Sync pdf attachments to zotero
This is a collection of python scripts that scans the files in a folder and checks whether there are any pdf files with filenames that begin with a citation key of an zotero bibliography item. If there are then the scripts add the files as an attachment to corresponding zotero item. At the moment the scripts assume that they are scanning files that are contained in the Zotero base directory and the files are attached as linked files, that is, the files are not uploaded to the zotero cloud storage.
WARNING: These scripts could potentially delete attachments from your zotero libary if not properly configured.
To run clone the repository and install peewee
and requests
using
$ pip install peewee requests
Then create a file keys.py
with the following contents
API_KEY = "Zotero API KEY with Write Access"
USER_ID = "Your Zotero user Id"
PDF_DIRECTORY = 'absoulte path of the directory you want to search'
ZOTERO_ROOT = 'Your zotero base directory with trailing forward slash, eg: /home/user/zotero_base/'
SEARCH_EXCLUDE = 'attachments:References' #this is a parameter that ignores any references that you don't want to mess with. For example, if you store all your actual pdfs in zotero_base/Refernces and you don't want these scripts to interfere with these. Just set this to a 'null' (a string) empty string if you don't want to use this feature.

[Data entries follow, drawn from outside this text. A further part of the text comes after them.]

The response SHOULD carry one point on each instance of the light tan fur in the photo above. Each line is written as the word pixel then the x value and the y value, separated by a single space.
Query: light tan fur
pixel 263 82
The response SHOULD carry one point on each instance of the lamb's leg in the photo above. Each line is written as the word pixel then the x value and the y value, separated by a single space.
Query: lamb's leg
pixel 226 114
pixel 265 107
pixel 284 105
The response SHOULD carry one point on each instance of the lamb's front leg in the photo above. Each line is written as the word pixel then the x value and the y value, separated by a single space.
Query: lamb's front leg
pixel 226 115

The reccomended setup for this is to have a Zotero base directory where you have a folder structure as follows
base_directory:
References:
Zotero managed pdf references
NotePDFs:
Folder of pdfs that begin with citation keys
Settings for this setup would be, if the base directory is /home/user/base_directory
PDF_DIRECTORY = '/home/user/base_directory/NotePDFs'
ZOTERO_ROOT = '/home/user/base_directory/'
SEARCH_EXCLUDE = 'attachments:References'
and the scripts will check whether there are pdfs in NotePDFs that start with a citation key and if so then add a linked file to the zotero item.

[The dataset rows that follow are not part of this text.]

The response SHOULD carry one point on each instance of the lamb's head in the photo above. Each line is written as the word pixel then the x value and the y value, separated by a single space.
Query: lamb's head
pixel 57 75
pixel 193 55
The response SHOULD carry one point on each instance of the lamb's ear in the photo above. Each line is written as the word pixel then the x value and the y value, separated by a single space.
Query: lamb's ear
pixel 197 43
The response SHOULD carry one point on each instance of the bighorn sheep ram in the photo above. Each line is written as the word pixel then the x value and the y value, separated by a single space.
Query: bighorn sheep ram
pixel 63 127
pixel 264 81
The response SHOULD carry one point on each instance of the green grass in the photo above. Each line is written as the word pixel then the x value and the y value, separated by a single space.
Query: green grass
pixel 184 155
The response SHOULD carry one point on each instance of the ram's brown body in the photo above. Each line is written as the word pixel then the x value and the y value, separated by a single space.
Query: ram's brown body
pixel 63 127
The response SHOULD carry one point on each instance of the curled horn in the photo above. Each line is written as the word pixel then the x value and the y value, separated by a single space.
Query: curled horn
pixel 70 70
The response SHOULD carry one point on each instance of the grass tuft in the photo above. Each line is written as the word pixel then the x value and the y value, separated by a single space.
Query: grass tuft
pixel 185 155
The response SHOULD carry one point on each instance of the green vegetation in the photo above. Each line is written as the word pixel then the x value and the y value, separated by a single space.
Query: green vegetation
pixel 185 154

To use this with zotero, each item needs to have it's citation key in the extra
tag such that the extra field contains text of the form
some info...
Citation Key: theCitationKey
some other info...
This can be achived automatically using better bibtex and setting it to automatically pin the citation keys in the better bibtex settings.
There are four scripts in the repository.
sync_db.py
and sync_attachments.py
use the Zotero API to access your library items and stores all items for which it can find a citation key in the items extra field. They use the Zotero version information and so can be called fairly often with out causing any networm or api request issues. For example, you may want to set these to run every 5 minutes. These scripts update a zotero_cache.db sqlite database which stores the details of all the zotero items and the relevant attachments. The file upload_attachment.py
reads all the pdfs in the specified folder and then adds the corresponding linked file to the zotero item if the citation key is contained in the file path. This means that you can either just create a note with the citation key in the title, or make a folder and then all the items will in the folder will be added to the zotero item. The final script, update_attachments.py
checks whether there have been any changes to the attachment folder (eg deletions) and then updates the zotero items.
These scripts can be combined into a script bash script, for example:
#!/bin/bash
cd /path/to/zotero_pdf_sync/directory
python sync_db.py
python sync_attachments.py
python upload_attachment.py
python update_attachments.py
and then you can schedule this script to run at set intervals using, for example, cron on linux.